Il 26 dic del 43 Mario Fiorentini, da una bicicletta, lanciò un pacco esplosivo all’ingresso del carcere di Regina Coeli dove 28 militari tedeschi si stavano dando il cambio di guardia. Riuscì fortunosamente a sfuggire al fuoco. Il giorno dopo fu emanata un’ordinanza dal comando militare tedesco che proibiva l’uso della bicicletta a Roma. In quegli anni anche Gino Bartali, camuffava le sue “consegne” ai partigiani come allenamenti per tenersi in forma e quando veniva fermato per controlli, chiedeva di non toccare la bici per non alterarne la perfetta messa a punto. Più in generale, durante i giorni della resistenza in Italia, la bicicletta fu il mezzo più importante per trasportare documenti che coordinavano le brigate. In quegli anni la bicicletta era anche l’unico mezzo con il quale gli operai potevano raggiungere il posto di lavoro.
Anche mia nonna di Milano mi raccontava sempre dei suoi spostamenti in bicicletta, per andare al lavoro, per fuggire più velocemente durante i bombardamenti ma anche per raggiungere il suo amato, mio nonno.

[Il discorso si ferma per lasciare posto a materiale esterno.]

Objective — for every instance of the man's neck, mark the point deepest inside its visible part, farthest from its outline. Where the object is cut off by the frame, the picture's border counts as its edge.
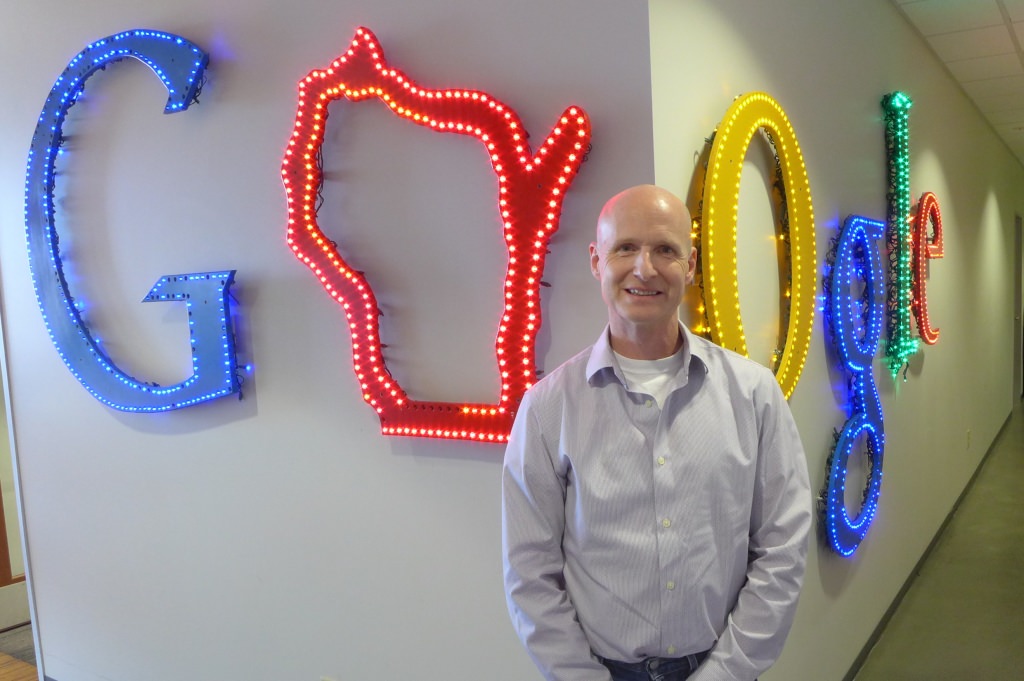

Fu lei per prima a trasmettermi l’amore per la bicicletta, da allora è il mezzo di spostamento che prediligo. Sentire l’aria fra i capelli o godermi una discesa dopo una salita mi da euforia e un’emozionante sensazione di libertà.
Dopo aver conosciuto personalmente Mario Fiorentini ho deciso di ricalcare la sua azione antifascista in bicicletta con una performance ripercorrendo il più fedelmente possibile il percorso che fece quel 26 dicembre. L’azione verrà ripresa con delle telecamere disposte in diversi punti del percorso, dando vita ad un video che manterrà una propria autonomia formale.
A 101 anni Mario fiorentini mi sa trasmette un grande amore per la vita, il suo sguardo, la voglia di comunicare a 360 gradi su molti argomenti, la sua esperienza sia umana che in tanti ambiti della vita, sono testimonianze che non vanno perse. In una società che spesso rivisita a proprio piacimento i fatti storici che ci precedono, in una società che cerca di cancellare la memoria storica e che rischia di utilizzare la tecnologia come arma di appiattimento soprattutto delle nuove e future generazioni, sento il dovere di restituire quel patrimonio umano e civile che sono alla base di una società sana, che non dimentica i fatti che hanno dato origine al senso etico e morale che ci appartiene.